Ross Pepper and team whose campaign I will be joining in Sleaford on Friday
There are two bye-elections taking place at the moment but you would be forgiven for thinking that there is only one. The metropolitan elite are very cosily looking at the one just 10 miles from the hubs of world communications in central London. It is an area that they understand, feel comfortable in and where they feel confident in talking about and predicting the future. This is all great news for the Lib Dems because there is every chance that we can take the seat from the so-called Independent candidate backed by the Tories locally and UKIP, Zac Goldsmith.
Zac, if you remember, is actually a typical Tory Posh Boy. His pater was Jimmy Goldsmith the Leader of the Referendum Party. Zac is slightly different because he, at least in theory, is an environmentalist. That is not particularly apparent in his voting record in the Commons where he has loyally trooped through the lobbies with his fellow Tories on a range of issues. No matter what he says on Heathrow, where the Lib Dem Candidate Sarah Olney represents a Party with a much longer pedigree of Heathrow opposition, Zac is really a Tory at heart. Whether as an Independent or a Tory MP he will vote for Brexit, for cuts in social care – in other words on every issue except Brexit the Tories are sure of his vote. That’s why they haven’t had the guts to oppose him. And all this, of course in a constituency with a huge Remain vote in the June Referendum.
The second bye-election is 200 miles North (I always like putting a capital N on North even though it is not grammatically correct!) and you will find the Sleaford Constituency. They too had a heavily Brexit supporting MP but in this case for a constituency which was also heavily Brexit. He too resigned on a matter of principle – the sovereignty of Parliament. He strongly believed that Parliament must make the final decisions because – well that’s why we elect a Parliament.
I decided from the start that with a limited amount of time available I would go to Sleaford not just because I want to campaign for our excellent candidate, Ross Pepper and our excellent polices but because I want to listen to what people are saying. When I talk to people who wanted Brexit they have always been very imprecise on facts. In fact in many cases they had no facts at all to go on. I well remember telling people during the referendum that the EU employed less people than Lancashire County Council to be shouted at as a liar. When I asked the people shouting how many people worked for the EU and the Council they didn’t have a clue but they knew that I must be lying!
So I don’t expect to listen to many facts although I will probably hear a number of none facts in the factless society that we now seem to exist in. I expect to hear sentiment and it is vitally important that we understand and respect that sentiment if we are to tackle it head on.
There’s nothing the matter with sentiment and belief in politics. I would prefer to work with people with sincere beliefs than with people who decided what their policy is based on what people said in a tightly controlled Focus group. Much of my own political belief is based on sentiment. I know that men and women, black and white are born equal but don’t always have the same opportunity. In my case that sentiment can be backed up with facts. So I lead with my heart and follow with my head! But that is not true of Brexit where there appears to a huge amount of heart but very little head!

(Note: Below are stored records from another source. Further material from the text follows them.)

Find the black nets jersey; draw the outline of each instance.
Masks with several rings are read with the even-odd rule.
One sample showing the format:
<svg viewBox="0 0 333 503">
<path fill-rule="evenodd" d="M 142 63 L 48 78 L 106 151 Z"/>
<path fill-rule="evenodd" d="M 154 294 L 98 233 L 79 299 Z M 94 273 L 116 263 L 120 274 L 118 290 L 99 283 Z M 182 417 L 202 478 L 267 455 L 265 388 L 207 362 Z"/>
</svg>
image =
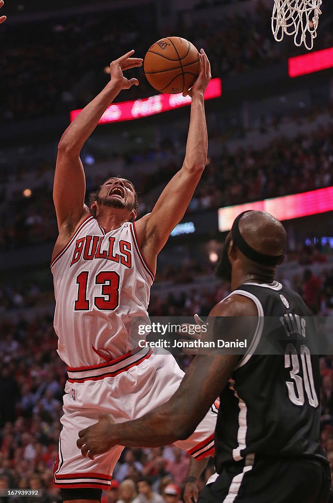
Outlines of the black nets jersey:
<svg viewBox="0 0 333 503">
<path fill-rule="evenodd" d="M 247 353 L 222 392 L 215 463 L 247 455 L 322 459 L 317 330 L 301 297 L 275 282 L 248 283 L 231 295 L 256 304 L 259 318 Z"/>
</svg>

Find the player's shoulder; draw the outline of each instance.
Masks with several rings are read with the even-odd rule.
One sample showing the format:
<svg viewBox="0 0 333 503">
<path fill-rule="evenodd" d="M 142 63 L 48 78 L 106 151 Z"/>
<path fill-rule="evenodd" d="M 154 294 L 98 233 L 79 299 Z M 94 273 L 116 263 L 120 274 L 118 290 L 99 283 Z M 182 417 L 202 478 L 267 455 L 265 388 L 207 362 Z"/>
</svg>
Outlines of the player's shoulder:
<svg viewBox="0 0 333 503">
<path fill-rule="evenodd" d="M 240 293 L 232 292 L 213 307 L 210 315 L 258 316 L 258 308 L 252 299 Z"/>
</svg>

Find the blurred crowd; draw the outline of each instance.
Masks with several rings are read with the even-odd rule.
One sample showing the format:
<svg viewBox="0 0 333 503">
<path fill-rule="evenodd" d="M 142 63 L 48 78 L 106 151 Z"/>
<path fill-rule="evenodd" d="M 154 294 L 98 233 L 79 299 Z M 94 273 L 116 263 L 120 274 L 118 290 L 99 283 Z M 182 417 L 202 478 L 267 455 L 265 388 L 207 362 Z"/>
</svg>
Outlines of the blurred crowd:
<svg viewBox="0 0 333 503">
<path fill-rule="evenodd" d="M 319 25 L 316 50 L 333 45 L 332 20 L 326 14 L 325 23 Z M 271 33 L 271 9 L 259 0 L 251 12 L 244 12 L 240 6 L 237 15 L 217 11 L 198 21 L 194 18 L 189 25 L 180 15 L 167 34 L 158 31 L 152 4 L 135 10 L 59 14 L 51 19 L 4 24 L 2 88 L 6 99 L 0 103 L 0 116 L 12 121 L 81 108 L 106 84 L 109 77 L 104 69 L 113 59 L 132 48 L 144 57 L 152 43 L 166 35 L 181 36 L 199 49 L 204 48 L 214 76 L 267 65 L 279 60 L 281 49 Z M 156 93 L 142 69 L 137 74 L 141 85 L 132 88 L 128 100 Z"/>
<path fill-rule="evenodd" d="M 218 137 L 213 133 L 210 138 L 212 146 L 219 144 Z M 220 144 L 223 145 L 222 141 Z M 315 133 L 300 133 L 293 139 L 275 139 L 261 149 L 239 148 L 232 153 L 219 146 L 212 150 L 213 154 L 187 213 L 202 213 L 333 184 L 333 125 L 321 126 Z M 152 173 L 144 169 L 135 172 L 133 181 L 140 195 L 139 216 L 151 210 L 165 185 L 181 165 L 183 155 L 177 145 L 169 141 L 165 142 L 163 150 L 133 154 L 126 160 L 129 169 L 138 163 L 142 165 L 145 161 L 155 166 L 156 171 Z M 0 250 L 55 240 L 57 228 L 51 186 L 54 167 L 47 163 L 46 165 L 46 172 L 39 166 L 30 173 L 32 177 L 35 173 L 36 180 L 44 180 L 45 173 L 50 175 L 48 181 L 41 182 L 33 190 L 30 197 L 25 197 L 22 190 L 6 196 L 4 189 L 4 198 L 0 199 Z M 87 177 L 87 193 L 106 178 L 98 175 L 97 169 L 93 172 L 93 176 Z M 114 175 L 109 174 L 110 176 Z M 16 183 L 10 181 L 11 176 L 9 173 L 2 174 L 9 190 L 11 183 Z M 17 173 L 16 182 L 22 176 L 22 173 Z"/>
</svg>

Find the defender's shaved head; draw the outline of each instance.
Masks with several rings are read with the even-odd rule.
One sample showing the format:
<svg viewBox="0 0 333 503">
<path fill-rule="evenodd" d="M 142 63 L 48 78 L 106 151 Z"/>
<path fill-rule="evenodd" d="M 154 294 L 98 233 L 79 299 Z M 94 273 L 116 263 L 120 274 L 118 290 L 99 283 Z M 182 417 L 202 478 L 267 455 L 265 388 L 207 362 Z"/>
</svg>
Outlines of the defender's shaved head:
<svg viewBox="0 0 333 503">
<path fill-rule="evenodd" d="M 230 246 L 233 242 L 233 246 Z M 281 222 L 265 211 L 248 211 L 235 219 L 226 239 L 216 276 L 231 281 L 231 249 L 237 249 L 238 268 L 245 275 L 258 275 L 271 280 L 275 267 L 283 260 L 287 235 Z M 242 258 L 243 257 L 243 258 Z"/>
<path fill-rule="evenodd" d="M 281 222 L 266 211 L 247 211 L 239 221 L 242 236 L 252 248 L 264 255 L 282 255 L 287 234 Z"/>
</svg>

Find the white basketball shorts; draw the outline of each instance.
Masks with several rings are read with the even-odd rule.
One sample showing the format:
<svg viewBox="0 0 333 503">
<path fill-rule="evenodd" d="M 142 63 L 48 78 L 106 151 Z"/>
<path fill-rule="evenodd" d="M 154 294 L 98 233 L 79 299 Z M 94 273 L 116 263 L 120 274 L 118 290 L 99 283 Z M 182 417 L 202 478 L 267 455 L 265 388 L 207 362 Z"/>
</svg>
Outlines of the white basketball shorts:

The sentiments seem to be based on a past which appears to have very little contact with the reality either of the past or indeed the present. I suffer from asthma, for example, because when I was a little boy I lived in London where the smogs and fogs and smoking meant that I missed school for one week in three during the winter. When I first came to Liverpool and became a councillor in 1975 more than 5% of people still had outside toilets. This was not for many a golden past.
Changes came thick and fast from the 50s onwards. The great Liverpool foreign holiday in the 50’s was a trip to the Isle of Man. By the 60’s it was becoming the Costas and the golden beaches of Spain and Italy. Technology made massive changes. In the 70s and early 80s it took weeks to get the GPO to install a landline. By the end of the 90s many people had mobiles and now more people have mobiles than fixed landlines.
These are huge changes indeed and I can understand that people look to the certainties of the past rather than try to cope with the uncertainties of the future.
Perhaps some changes are reversible. We could plan our housing better so that the all-important community can flourish within it. We can use new technology to help people make new friends in new ways. But we cannot reverse technology and communications. We cannot bring back jobs like coal mining and mass manufacturing.
So we need to treat the Leavers of Sleaford with respect. We need to recognise the huge gap between what young people who are born into travel and the internet think and what older people who struggle to grasp new technologies and new ways think. It was probably always thus but the speed of change is now ferocious.
We also need to remember that change is exciting if you are riding the surface of the wave but dreadful if you under the water. The changes have meant that the progression through wage groups and classes has at best stalled and at worst gone into reverse. Social mobility is decreasing. The gig economy is creating jobs but not of a nature to provide a decent living which means that a couple can decently bring up their children. Providing we are prepared to work we all deserve a decent house, a decent job, a decent education and decent old age. For many that is now an unattainable dream.
So when I hit the streets of Sleaford on Friday, no doubt buoyed by an excellent result from Richmond Park and some promising local bye-elections I will be in discussion and not persuasive mode. I am going to campaign but also to learn.